1. Listen.
Be silent and just listen. It may be uncomfortable for her, but being sympathetic to that discomfort, believing what is said and showing your support is much more powerful than asking questions or trying to fix the problem.
2. Don't try to solve the problem.
We often ask questions because we are trying to understand what happened in order to find a solution or digest the trauma.
3. Ask about her mental / health state.
Talking to her about how she feels or what stage she is in her healing process can be helpful. And if she doesn't want to talk, it's okay to be silent.
4. Refrain from minimizing the survivor's experience.
A survivor's suffering - regardless of severity - is enough to justify counseling and support.
5. Don't make comments that indirectly blame the survivor.

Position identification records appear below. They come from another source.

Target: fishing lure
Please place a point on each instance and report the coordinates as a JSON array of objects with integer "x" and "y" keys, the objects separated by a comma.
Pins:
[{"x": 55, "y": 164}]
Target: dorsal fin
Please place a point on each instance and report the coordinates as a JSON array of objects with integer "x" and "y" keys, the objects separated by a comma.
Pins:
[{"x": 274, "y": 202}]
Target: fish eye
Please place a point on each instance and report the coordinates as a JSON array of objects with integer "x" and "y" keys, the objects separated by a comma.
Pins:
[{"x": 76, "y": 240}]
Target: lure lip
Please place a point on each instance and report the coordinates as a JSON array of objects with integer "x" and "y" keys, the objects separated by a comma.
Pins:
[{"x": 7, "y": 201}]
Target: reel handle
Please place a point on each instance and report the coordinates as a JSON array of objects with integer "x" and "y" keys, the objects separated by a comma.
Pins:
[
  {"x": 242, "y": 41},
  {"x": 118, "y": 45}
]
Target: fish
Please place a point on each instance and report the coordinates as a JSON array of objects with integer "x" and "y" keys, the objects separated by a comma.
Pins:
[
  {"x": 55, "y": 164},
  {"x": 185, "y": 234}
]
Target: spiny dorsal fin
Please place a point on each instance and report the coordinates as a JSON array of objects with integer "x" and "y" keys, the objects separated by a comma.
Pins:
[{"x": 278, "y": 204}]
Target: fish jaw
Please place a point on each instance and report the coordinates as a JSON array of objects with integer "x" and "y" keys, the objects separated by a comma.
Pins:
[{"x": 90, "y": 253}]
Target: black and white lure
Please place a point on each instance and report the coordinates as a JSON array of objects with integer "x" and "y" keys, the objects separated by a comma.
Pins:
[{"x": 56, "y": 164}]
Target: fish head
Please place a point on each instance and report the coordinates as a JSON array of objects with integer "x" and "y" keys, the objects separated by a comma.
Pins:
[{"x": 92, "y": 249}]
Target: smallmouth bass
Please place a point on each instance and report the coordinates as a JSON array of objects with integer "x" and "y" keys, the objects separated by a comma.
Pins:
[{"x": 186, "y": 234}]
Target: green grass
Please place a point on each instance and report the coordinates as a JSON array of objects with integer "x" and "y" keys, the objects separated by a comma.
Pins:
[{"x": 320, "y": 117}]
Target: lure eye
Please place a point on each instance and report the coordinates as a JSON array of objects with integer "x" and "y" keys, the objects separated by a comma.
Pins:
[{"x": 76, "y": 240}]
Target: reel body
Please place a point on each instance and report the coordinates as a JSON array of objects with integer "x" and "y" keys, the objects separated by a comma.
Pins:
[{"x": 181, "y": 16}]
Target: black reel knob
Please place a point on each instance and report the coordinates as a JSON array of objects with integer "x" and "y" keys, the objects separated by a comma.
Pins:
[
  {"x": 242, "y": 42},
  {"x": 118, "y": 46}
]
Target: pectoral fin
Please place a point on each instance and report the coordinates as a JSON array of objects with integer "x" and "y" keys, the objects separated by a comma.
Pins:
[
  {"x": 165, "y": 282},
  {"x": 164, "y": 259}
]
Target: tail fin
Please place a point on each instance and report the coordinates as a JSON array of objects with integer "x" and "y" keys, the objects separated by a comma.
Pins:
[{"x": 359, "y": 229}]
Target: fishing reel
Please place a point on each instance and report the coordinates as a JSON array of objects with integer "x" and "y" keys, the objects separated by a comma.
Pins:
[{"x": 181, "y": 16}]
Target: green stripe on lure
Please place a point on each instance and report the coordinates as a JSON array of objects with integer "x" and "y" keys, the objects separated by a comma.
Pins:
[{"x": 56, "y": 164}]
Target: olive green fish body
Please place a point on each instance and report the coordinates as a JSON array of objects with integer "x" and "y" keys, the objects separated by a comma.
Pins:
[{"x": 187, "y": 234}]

Questions like "what were you using?" or "are you sure you weren't interested", can make survivors blame themselves, and therefore make them more confused and isolated.
6. The person who is telling the story may not be very close. Listen anyway.

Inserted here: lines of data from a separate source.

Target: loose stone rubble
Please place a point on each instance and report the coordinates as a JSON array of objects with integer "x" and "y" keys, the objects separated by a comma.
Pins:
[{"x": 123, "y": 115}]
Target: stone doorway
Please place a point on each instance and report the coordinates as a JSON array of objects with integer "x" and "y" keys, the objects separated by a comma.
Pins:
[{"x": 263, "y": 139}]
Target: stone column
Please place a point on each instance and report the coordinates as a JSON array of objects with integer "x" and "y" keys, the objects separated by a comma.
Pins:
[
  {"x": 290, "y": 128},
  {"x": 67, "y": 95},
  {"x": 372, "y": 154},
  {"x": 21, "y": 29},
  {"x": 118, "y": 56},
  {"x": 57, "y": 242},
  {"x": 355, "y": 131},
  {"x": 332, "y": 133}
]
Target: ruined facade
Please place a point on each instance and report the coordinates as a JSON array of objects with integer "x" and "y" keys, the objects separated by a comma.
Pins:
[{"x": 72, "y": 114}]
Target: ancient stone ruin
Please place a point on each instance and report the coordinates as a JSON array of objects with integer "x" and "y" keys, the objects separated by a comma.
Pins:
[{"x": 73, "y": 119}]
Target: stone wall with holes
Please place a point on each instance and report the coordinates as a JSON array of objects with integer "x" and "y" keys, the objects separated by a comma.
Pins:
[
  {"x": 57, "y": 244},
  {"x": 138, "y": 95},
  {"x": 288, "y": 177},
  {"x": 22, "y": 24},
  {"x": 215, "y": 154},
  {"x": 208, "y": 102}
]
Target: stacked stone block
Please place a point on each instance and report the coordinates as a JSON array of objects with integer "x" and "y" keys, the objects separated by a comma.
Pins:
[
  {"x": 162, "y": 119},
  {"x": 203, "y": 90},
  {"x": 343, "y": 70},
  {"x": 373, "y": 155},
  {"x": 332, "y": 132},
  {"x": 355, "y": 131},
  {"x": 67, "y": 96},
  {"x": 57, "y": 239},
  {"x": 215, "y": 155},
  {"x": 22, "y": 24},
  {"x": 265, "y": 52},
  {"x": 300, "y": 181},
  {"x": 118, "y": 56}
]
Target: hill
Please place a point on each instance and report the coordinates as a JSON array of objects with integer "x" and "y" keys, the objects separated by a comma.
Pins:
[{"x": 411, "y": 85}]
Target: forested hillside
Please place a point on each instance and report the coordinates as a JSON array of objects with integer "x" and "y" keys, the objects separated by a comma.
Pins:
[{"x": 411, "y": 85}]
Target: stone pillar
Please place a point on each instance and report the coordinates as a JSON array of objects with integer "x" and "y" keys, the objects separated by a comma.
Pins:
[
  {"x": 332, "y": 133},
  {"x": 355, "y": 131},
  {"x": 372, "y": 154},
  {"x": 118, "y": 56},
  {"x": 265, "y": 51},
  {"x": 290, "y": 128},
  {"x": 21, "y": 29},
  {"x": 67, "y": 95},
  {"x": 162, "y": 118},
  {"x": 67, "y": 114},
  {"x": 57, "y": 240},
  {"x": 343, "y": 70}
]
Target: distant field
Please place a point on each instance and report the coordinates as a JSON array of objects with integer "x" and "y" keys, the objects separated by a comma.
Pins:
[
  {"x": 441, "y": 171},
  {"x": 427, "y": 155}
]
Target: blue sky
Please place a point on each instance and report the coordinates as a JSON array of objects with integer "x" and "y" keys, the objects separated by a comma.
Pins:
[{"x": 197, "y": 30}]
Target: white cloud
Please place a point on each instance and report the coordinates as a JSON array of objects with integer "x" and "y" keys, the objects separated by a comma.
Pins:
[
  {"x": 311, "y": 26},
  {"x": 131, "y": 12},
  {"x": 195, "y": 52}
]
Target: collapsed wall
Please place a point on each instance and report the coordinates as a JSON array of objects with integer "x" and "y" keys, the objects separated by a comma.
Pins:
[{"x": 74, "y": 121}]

Sometimes, the survivors reach a point where they have been keeping the suffering for so long that they open up to anyone who is there, even if the person is not close to them. In this case, it is crucial to remain silent and be a source of support.
7. Denial can aggravate the suffering.
If the person who abused the women is someone you know, a common reaction is to enter a denial process. By denying the facts, you certify that the survivor is making things up, which can further perpetuate her suffering. It is important to understand that anyone is capable of committing sexual violence, be it a family member, friend or community leader.
8. Making violent statements does not help. This applies mainly to men.
Anger arises from a source of love, but when the survivor is saying something serious and emotionally draining, an angry/ anxious reaction does not help her to process the trauma at all.